CARROT: A Cost Aware Rate Optimal Router

Somerstep, Seamus, Polo, Felipe Maia, de Oliveira, Allysson Flavio Melo, Mangal, Prattyush, Silva, Mírian, Bhardwaj, Onkar, Yurochkin, Mikhail, Maity, Subha

arXiv.org Machine Learning 

With the rapid growth in the number of Large Language Models (LLMs), there has been a recent interest in LLM routing, or directing queries to the cheapest LLM that can deliver a suitable response. Following this line of work, we introduce CARROT, a Cost AwaRe Rate Optimal rouTer that can select models based on any desired trade-off between performance and cost. Given a query, CARROT selects a model based on estimates of models' cost and performance.
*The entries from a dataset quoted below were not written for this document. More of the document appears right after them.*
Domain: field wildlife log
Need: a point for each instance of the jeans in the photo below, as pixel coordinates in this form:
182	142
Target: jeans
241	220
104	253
Its simplicity lends CARROT computational efficiency, while our theoretical analysis demonstrates minimax rate-optimality in its routing performance. Alongside CARROT, we also introduce the Smart Price-aware Routing (SPROUT) dataset to facilitate routing on a wide spectrum of queries with the latest state-of-the-art LLMs. Using SPROUT and prior benchmarks such as Routerbench and open-LLM-leaderboard-v2 we empirically validate CARROT's performance against several alternative routers.